Datadog is only one example of a complex observability pricing structure. The majority of observability tools out there have pricing models that make it impossible to optimize spending, let alone predict it. Applications produce large volumes of log data. This should be an advantage, as it makes it easier for developers to identify issues and troubleshoot them. Instead, it has become a major cause for concern, with best practice guides advising to simply monitor less, or minimize the logs data retention period. In other words, their best remedy for fat bills is a data eating disorder.
eBPF (extended Berkeley Packet Filter) is a groundbreaking technology that has significantly impacted the Linux kernel, offering a new way to safely and efficiently extend its capabilities.
With eBPF running at specific hook points in the kernel, it can gather data without significant overhead, ensuring that the application’s resources are not heavily consumed. It can watch each packet as it enters or exits the host, and then map it onto processes or containers running on that host. This provides super-granular visibility into network traffic, allowing for detailed insights into what’s happening within the system.
In addition, eBPF-powered agents operate separately from the main application it is monitoring, so it doesn’t interfere with the application’s primary functions. This makes application performance monitoring a process with near-zero impact on microservice resources and preserves the application’s performance (shouldn’t this be the #1 goal of any observability platform?).
In our ever-advancing technological landscape and intricate infrastructure, achieving top-notch observability remains an ongoing and dynamic challenge. As organizations navigate the complexities of data management, cost efficiency, and optimal performance, maintaining a competitive edge demands a steadfast dedication to innovation and an open embrace of transformative solutions such as eBPF. This approach ensures that observability serves as a tool of empowerment rather than a hindrance.
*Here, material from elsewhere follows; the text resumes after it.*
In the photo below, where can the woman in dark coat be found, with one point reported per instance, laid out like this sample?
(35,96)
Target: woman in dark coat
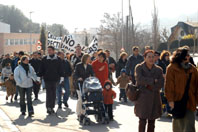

Observability should help engineers feel like heroes. I believe no one should be made to feel like my friend felt that day. Observability platforms should promise full protection from unexpected overhead caused by them, total immunity against surprise spikes in data volumes and subscription bills, and no more awkward interactions with billing departments.
Aviv is a founding engineer at groundcover, a start up with a mission to reinvent the cloud-native application monitoring domain with eBPF. His focus is gaining a deep understanding of software systems in order to design and build accessible, high performant platforms.
In his previous life, Aviv was a security researcher figuring out the ins and outs of weird machines. In his free time he is passionate about gaming, crossfit and playing the piano.